Here is some of the job.last output:

                 ========   CC DENSITY MODULE   ========

                      current wave-function model: MP2     

  calculating CC ground state density

   a semicanonical algorithm will be used

    density nr.      cpu/min        wall/min    L     R
   ------------------------------------------------------
         1            63.03           63.34    L0    R0
   ------------------------------------------------------
     time in cc_1den       cpu:  1 h  3 min  wall:  1 h  3 min  ratio:  1.0
     time in lpzwei        cpu:  0.43 sec    wall:  0.44 sec    ratio:  1.0
     time in invmetri      cpu:  3.24 sec    wall:  3.25 sec    ratio:  1.0

 reading orbital data $scfmo  from file mos .

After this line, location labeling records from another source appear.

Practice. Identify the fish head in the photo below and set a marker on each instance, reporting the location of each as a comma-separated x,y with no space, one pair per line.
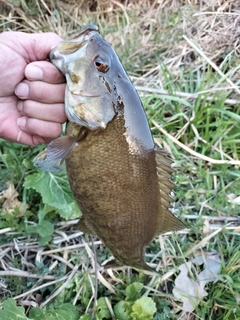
92,69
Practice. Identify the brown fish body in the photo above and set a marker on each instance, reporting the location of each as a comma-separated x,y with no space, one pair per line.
116,189
119,179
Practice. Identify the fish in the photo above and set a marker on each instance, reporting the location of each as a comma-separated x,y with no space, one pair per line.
120,179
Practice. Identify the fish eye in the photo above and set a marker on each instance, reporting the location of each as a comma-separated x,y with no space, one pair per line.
101,65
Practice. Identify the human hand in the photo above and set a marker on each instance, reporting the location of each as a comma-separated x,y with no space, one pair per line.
31,89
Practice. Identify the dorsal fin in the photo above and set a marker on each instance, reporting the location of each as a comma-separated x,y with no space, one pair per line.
166,220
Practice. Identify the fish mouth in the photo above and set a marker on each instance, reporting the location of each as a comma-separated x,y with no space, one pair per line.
74,48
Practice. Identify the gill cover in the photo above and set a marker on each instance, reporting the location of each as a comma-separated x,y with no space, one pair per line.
88,100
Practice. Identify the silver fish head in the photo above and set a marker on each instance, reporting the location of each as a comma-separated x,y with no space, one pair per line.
92,71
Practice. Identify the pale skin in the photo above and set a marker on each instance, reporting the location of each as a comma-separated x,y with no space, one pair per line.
31,89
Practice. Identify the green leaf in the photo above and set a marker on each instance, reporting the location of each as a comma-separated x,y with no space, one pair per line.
143,309
133,291
63,312
102,309
55,192
11,312
122,310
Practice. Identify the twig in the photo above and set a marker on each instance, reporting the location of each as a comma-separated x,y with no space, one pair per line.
23,274
194,153
215,67
62,286
39,287
189,95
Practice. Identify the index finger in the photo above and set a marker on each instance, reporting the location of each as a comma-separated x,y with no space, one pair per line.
44,71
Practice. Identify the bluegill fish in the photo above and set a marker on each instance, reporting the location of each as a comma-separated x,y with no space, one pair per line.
119,178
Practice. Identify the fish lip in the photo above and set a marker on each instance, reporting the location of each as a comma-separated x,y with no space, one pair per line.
81,40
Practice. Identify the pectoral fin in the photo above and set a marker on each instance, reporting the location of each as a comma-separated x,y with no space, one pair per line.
42,162
166,220
60,147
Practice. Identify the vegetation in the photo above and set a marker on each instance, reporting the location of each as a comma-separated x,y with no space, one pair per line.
182,56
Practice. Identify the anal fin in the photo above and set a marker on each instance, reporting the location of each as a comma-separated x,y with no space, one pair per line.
166,220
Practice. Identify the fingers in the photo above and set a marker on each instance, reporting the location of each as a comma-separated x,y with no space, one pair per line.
45,129
44,71
48,112
40,91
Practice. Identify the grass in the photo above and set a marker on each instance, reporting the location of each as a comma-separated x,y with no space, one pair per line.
45,262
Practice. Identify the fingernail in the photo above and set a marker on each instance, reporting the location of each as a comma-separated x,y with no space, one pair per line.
21,122
33,73
22,90
20,105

 orbital characterization : scfconv=9
 
     time in RI-CPHF prep  cpu:  5.27 sec    wall:  5.47 sec    ratio:  1.0
error in gradient step (1)

Many thanks,

Mike

antti_karttunen

  • Sr. Member
  • ****
  • Posts: 227
  • Karma: +1/-0
Hi Mike,

The "error in gradient step (1)" is definitely one of the nasty ones to debug. Your report is a very good one, that helps. Here are few thoughts:

1) In your job script turboGeomOpt.pbs you define the memory as:
#PBS -lmem=24GB

I'm not familiar with all PBS variants, but doesn't this option reserve the "Maximum physical memory used by all processes"? Since every ricc2_mpi process may as much as $maxcor, your four processes can end up allocating 4 * 16 GB = 64 GB. This may hit the PBS memory limit.

2) For MPI processes setting the stacksize can be rather nasty if the queue system starts the processes via SSH. Please see http://www.turbo-forum.com/index.php/topic,23.0.html (in particular the last section on parallel runs)

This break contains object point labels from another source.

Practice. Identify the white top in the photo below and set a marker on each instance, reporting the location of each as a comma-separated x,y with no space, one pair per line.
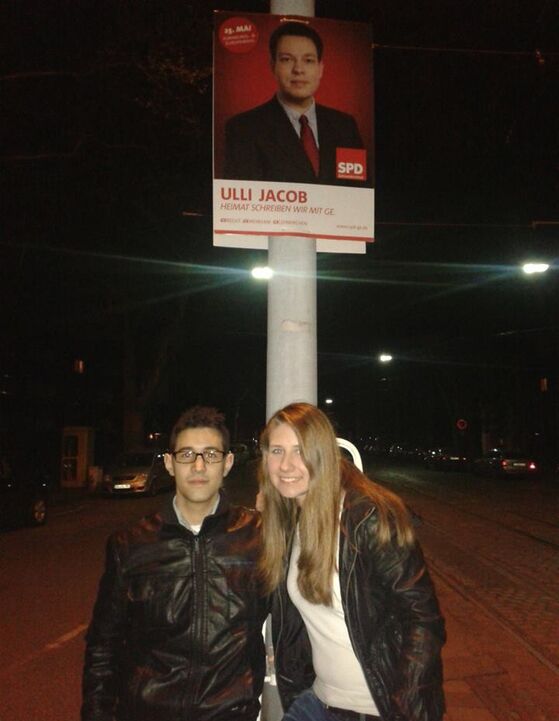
339,678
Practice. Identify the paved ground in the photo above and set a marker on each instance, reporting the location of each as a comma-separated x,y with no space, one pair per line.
502,655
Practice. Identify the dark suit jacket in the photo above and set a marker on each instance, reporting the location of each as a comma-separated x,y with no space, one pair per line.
261,144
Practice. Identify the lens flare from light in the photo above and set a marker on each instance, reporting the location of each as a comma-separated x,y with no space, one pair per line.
262,273
531,268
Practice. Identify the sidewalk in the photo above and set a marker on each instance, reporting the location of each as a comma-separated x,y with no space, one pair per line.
489,674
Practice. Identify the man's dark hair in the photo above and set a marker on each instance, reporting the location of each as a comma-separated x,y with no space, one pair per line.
200,417
294,27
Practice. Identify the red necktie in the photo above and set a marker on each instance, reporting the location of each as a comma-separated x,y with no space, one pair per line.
309,143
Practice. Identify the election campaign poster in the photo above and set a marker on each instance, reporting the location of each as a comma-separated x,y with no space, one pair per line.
293,131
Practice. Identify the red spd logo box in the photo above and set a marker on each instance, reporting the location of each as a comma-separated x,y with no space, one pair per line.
351,164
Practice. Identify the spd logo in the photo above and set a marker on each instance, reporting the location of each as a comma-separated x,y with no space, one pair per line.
351,164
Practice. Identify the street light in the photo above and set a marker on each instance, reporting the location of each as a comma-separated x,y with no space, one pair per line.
262,272
531,268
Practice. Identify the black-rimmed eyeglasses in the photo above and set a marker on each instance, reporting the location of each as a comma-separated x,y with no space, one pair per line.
187,455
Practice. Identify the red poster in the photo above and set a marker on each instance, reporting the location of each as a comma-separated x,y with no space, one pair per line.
293,129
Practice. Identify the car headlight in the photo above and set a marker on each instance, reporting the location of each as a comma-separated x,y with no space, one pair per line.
141,480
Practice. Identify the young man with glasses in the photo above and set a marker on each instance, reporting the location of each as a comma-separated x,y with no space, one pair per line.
177,625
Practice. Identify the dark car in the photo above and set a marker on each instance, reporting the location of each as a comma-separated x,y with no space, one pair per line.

3) If the above solutions don't help, you could try running the job with the SMP parallel version (OpenMP): http://www.turbomole-gmbh.com/manuals/version_6_5/Documentation_html/node26.html
In this case the $maxcor keyword gives the actual total memory allocated by ricc2. The OpenMP version is not usually as efficient as the MPI version, though.

Hope this helps,
Antti

mike

  • Jr. Member
  • **
  • Posts: 10
  • Karma: +0/-0
Hi Antti,

Many thanks for the suggestions. You're right, I was mixing up the way memory settings work for MPI and OpenMPI.

However, unfortunately this does not seem to be the problem - when reran the MPI calculation with maxcore set to 4000, the job failed in the same way.

I also checked the stacksize in the way recommended for MPI jobs "ssh <hostname> ulimit -a" which showed that stack size, max memory size, file size and virtual memory size were all set to unlimited.

Finally, I also tried the SMP OpenMPI RICC2 version by setting PARA_ARCH=SMP, and setting maxcore to 16000. This also failed in the same way. "error in gradient step".

Any more ideas/suggestions would be much appreciated! In the mean time, I'll see if a serial run will work.

Many thanks,

Mike

antti_karttunen

  • Sr. Member
  • ****
  • Posts: 227
  • Karma: +1/-0
Hi Mike,

Seems like a really nasty case. Did you confirm that the PARA_ARCH=SMP job used the OpenMP binaries (ricc2 should report in the beginning of the output that it's "using 4 threads" or something like this)? Just to make this sure. The serial version is definitely also worth testing, although the OpenMP version is already closely related to the serial version and this suggests that the serial version might crash, too. If the serial version crashes as well, I recommend contacting the Turbomole support.

Antti

mike

  • Jr. Member
  • **
  • Posts: 10
  • Karma: +0/-0
Hi Antti,

I checked that the SMP binaries were indeed being used - the job.last contained "OpenMP run-time library returned nthreads =  4" and the PBS standard error file indicated that the em64t-unknown-linux-gnu_smp/ricc2 binary was being used.

Alas, the serial job also failed.

Many thanks for your help, I'll take the issue up with Turbomole support.

Mike